Un frissonnement nerveux s’empara d’Allan appuyé contre une des colonnes du lit, et qui regardait Yseult en proie aux crispations les plus violentes, quand il vit le médecin empoigner l’acier froid et bleu. Il crut en sentir les morsures. D’instinct il détourna le visage. Yseult, qui jugea son mouvement, lui dit avec son sourire d’habitude : « Allan, retournez auprès de votre femme. J’ai peur qu’elle ne se réveille. Monsieur est là. Je n’ai plus besoin de vous maintenant. »

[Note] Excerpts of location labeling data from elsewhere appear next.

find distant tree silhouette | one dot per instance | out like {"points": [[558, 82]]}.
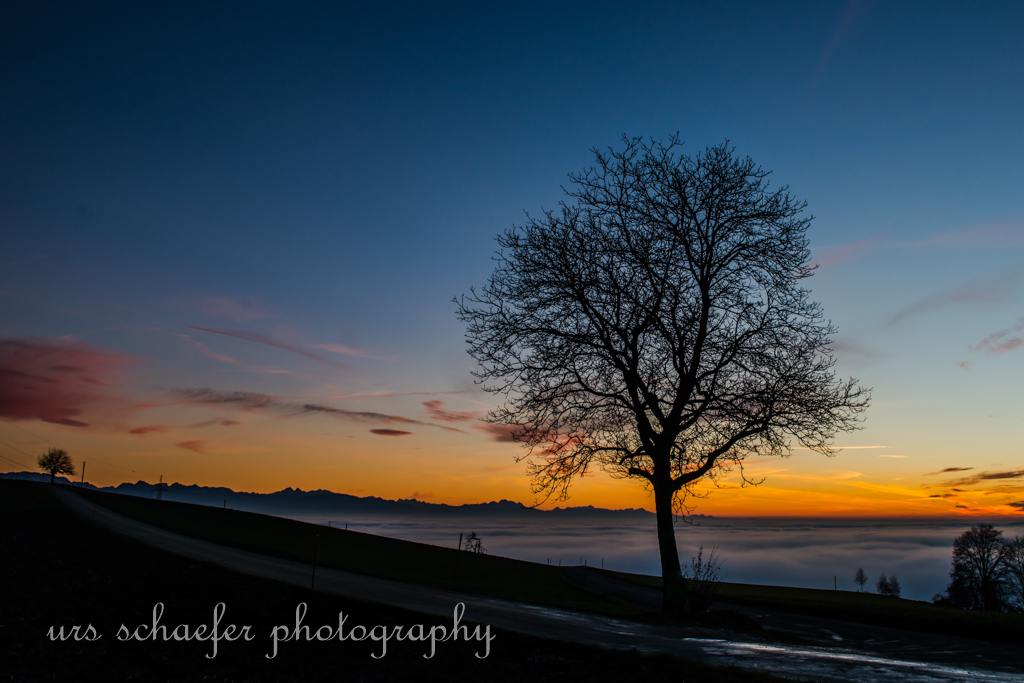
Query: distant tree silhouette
{"points": [[1015, 572], [657, 327], [474, 544], [706, 579], [55, 461], [980, 572]]}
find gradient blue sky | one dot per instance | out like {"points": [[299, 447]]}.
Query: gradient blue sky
{"points": [[321, 181]]}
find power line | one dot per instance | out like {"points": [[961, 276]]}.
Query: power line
{"points": [[81, 455], [15, 462], [30, 467]]}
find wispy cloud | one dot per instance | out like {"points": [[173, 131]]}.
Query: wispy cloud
{"points": [[239, 310], [436, 411], [846, 28], [500, 433], [252, 401], [947, 470], [218, 422], [1007, 236], [58, 380], [850, 252], [150, 429], [978, 291], [389, 432], [1001, 341], [984, 476], [269, 341], [347, 350]]}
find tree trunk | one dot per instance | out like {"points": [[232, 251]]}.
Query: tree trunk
{"points": [[666, 540]]}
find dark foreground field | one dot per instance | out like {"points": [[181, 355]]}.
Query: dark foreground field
{"points": [[59, 569], [529, 582]]}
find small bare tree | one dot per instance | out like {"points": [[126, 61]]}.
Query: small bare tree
{"points": [[657, 327], [706, 579], [1015, 571], [55, 461], [860, 579], [979, 573], [474, 544]]}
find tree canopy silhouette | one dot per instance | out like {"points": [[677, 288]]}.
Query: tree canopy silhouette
{"points": [[655, 327], [55, 461], [980, 577]]}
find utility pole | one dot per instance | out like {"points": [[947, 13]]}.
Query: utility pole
{"points": [[455, 575], [160, 488]]}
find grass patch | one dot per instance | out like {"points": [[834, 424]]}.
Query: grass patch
{"points": [[863, 608], [62, 569], [367, 554]]}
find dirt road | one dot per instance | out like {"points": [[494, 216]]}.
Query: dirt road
{"points": [[806, 663]]}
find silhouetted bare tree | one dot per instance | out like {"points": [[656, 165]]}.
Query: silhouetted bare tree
{"points": [[1015, 572], [55, 461], [474, 544], [979, 577], [656, 327]]}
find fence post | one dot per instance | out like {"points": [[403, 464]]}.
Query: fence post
{"points": [[455, 575], [312, 583]]}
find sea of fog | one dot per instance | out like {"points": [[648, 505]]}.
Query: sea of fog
{"points": [[808, 553]]}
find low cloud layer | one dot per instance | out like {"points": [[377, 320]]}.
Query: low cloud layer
{"points": [[984, 476], [436, 411], [150, 429], [61, 381], [252, 401], [1003, 341]]}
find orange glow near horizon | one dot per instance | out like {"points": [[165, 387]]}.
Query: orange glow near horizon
{"points": [[264, 457]]}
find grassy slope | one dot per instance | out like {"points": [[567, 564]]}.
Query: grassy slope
{"points": [[865, 608], [60, 569], [368, 554]]}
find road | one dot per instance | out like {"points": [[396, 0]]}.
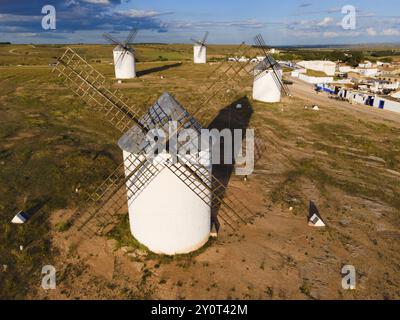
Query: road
{"points": [[306, 92]]}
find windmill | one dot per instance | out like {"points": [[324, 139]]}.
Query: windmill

Mais Allan refusa de la quitter. Il voulut même la soutenir pendant l’opération cruelle. Il lui fit un coussin de sa poitrine pour sa tête, autrefois si belle et tant aimée, méconnaissable alors de vieillesse hâtive et d’angoisse mais qui, dans ce moment, respirait un si grand caractère que rien ne pouvait l’effacer. Il était cause du mal qu’elle endurait. Il avait remords de chaque douleur. Cependant la tempête était arrivée à son plus haut point d’énergie. Le tonnerre roulait avec un épouvantable fracas… Le ciel entrevu à travers la fenêtre était noir, et le vent et la pluie faisaient rage. Cependant le temps s’écoulait. Les forces d’Yseult s’épuisaient et l’enfant n’arrivait pas. Le médecin, le front gonflé, les veines en saillie, penché jusqu’à toucher de la tête le sein de madame de Scudemor et pâle autant qu’elle, poursuivait son labeur avec une sorte d’effroi de tant de résistance et attaquait de plus en plus vivement l’organisme rebelle… « Eh bien ! Monsieur ? » disait de temps en temps Allan au médecin qui ne répondait pas, qui ne soulevait pas la tête, mais qui la hochait avec inquiétude… Tout à coup, voilà qu’il s’arrête, comme frappé d’une idée subite. Un découragement l’a saisi. Il regarde Allan d’un air sinistre et fait un pas pour l’entraîner hors de la portée de l’oreille d’Yseult. « Je vous entends, Monsieur, — dit Allan, — s’il n’y a qu’un parti à prendre, tuez l’enfant et sauvez la mère ! »

Mais Yseult était déjà dressée du milieu des couvertures sanglantes où elle gisait, pâle et inanimée. Elle en avait trouvé la force ! « C’est moi. Monsieur, qui dois mourir ! » s’écria-t-elle, et son action était impétueuse et son front s’était éclairé d’une joie soudaine. Elle retomba et elle répéta encore : « C’est moi qui dois mourir ! » avec insistance. — « C’est le cri de la mère », dit à Allan le médecin, abusé par cette étonnante énergie dans le brisement universel des organes. Pauvre homme, qui ne voyait pas plus loin que le sentiment maternel ! Hélas ! c’était le cri de la malheureuse ! Pour Allan, ce cri résumait toute une vie. Il n’eut pas le courage de s’opposer au désir d’Yseult. Il ne se crut pas le droit de lui ôter ce dernier espoir de délivrance. Peut-être pensa-t-il aussi à son enfant. Quoiqu’il en soit, il répondit au médecin qui du regard l’interrogeait encore :

— Faites comme elle veut, Monsieur ! — Et il se cacha le visage dans ses deux mains.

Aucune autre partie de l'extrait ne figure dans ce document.